Epithelial-Mesenchymal Transition
EMT has gained substantial attention recently because of the apparent importance of this process for tumor invasion, motility, and metastasis [51, 52]. Classically, EMT refers to the process in embryological development where epithelial cells lose some of their distinctive properties and assume the appearance and behavior of mesenchymal cells. This process is essential for critical developmental stages such as gastrulation, neural crest formation, and heart valve formation, as well as other tissue forming events [53]. The molecular mechanisms are multiple and involve extracellular signals, soluble growth factors, specific transcription factors, and intracellular effector molecules. The ultimate result is the disassembly of junctional complexes, alteration of cell shape, and active motility of the epithelial cell. These events have been linked to the acquisition of invasive potential in DCIS and subsequent spreading outside the mammary duct into the underlying stroma.
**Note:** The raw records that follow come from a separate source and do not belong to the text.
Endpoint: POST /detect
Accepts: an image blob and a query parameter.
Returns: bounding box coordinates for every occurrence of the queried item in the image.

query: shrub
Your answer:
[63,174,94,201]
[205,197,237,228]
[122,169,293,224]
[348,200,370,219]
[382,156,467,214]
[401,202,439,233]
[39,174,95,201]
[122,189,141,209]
The conditional c-neu mouse model described above is a classic example of activation of EMT. Tumors that recurred after c-neu was down-regulated by withdrawal of doxycycline had a mesenchymal phenotype, down-regulation of E-cadherin and cytokeratin 8 and up-regulation of S100A4 (a fibroblast specific protein). Snail, a transcription factor that is a primary inducer of EMT, was highly up-regulated in the recurrent tumors. Subsequent experiments demonstrated that over-expression of Snail in primary c-neu-induced tumors generated the same EMT phenotype. The importance of Snail expression in human breast cancers is revealed by examination of four different data sets that show high Snail expression levels predict decreased relapse-free survival [54].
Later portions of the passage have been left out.